1. Во взглядах на новозаветное провозвестие любви в наши дни все больше обнаруживается тенденция к полному растворению христианского культа в братской любви, в "со-чело-вечности", так что уже не остается никакой любви непосредственно к Богу или же почитания Бога; признаются лишь горизонтальные связи, а вертикаль непосредственной связи с Богом отрицается. Из сказанного нетрудно увидеть, почему эта концепция, столь привлекательная на первый взгляд, оказывается ошибочной и по отношению к христианству, и по отношению к истинной человечности. Братская любовь, стремящаяся быть самодовлеющей, непременно становится крайним эгоизмом самоутверждения. Она не может достичь совершенной открытости, спокойствия и бескорыстности, если она не видит необходимости спасения этой любви, которое может поставить только Тот, Чья любовь одна лишь была в самом деле довлеющей. И при всех своих наилучших намерениях, она оказывается несправедливой к другим и к себе самой, потому что человек достигает собственной завершенности не просто в стремлении к ближнему, в "со-человечности", но лишь в общей с ближним, соединяющей бескорыстной любви, чтущей Бога. Бескорыстность чистого поклонения есть наивысшая возможность человеческого бытия, его истинное и окончательное освобождение.

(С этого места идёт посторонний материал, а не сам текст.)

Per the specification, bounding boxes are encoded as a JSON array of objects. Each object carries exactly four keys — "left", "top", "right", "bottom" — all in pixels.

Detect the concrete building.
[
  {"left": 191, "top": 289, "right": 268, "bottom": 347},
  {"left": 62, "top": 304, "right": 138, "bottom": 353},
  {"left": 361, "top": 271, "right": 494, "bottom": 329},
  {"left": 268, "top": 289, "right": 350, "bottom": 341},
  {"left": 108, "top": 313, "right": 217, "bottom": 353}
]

2. В первую очередь, из традиционного почитания Страстей Господних рождается вопрос о том, как связаны между собой жертва (и, следовательно, поклонение) и страдание. Согласно сказанному, христианская жертва есть не что иное как исход "Для", совершающийся, прежде всего, в человеке, который весь и всецело есть - исход, самоисхождение любви. Соответственно, основополагающий принцип христианского культа заключается в этом движении исхода, направляющемся двояко, к Богу и к ближнему. Относя человеческое бытие к Богу, Христос вносит его во спасение. Именно потому событие креста есть хлеб жизни "за многих" (Лк 22. 19), что Распятый претворил тело человечества в "Да" поклонения. И именно потому это событие всецело "антропоцен-трично", связано с человеком, что оно было в корне теоцен-тричным, как исхождение Я и, тем самым, сущности человека, к Богу. Поскольку этот исход любви есть "эк-стасис", исхождение человека за пределы самого себя, в котором он словно бесконечно растягивается, раскрывается, простираясь несравненно дальше, казалось бы, возможного для него, - постольку поклонение (жертва) есть одновременно и крест, страдание разрывания, умирание пшеничного зерна, которое только чрез смерть может принести плод. Но отсюда ясно и то, что этот элемент страдания здесь вторичен; он вытекает из первичного и только в нем обретает свой смысл. Первичный же и основополагающий принцип жертвы - не разрушение, а любовь. И лишь постольку, поскольку она отверзает, распинает, разрывает - все это тоже оказывается принадлежащим жертве: как форма любви в мире, отмеченном смертью и поиском себя.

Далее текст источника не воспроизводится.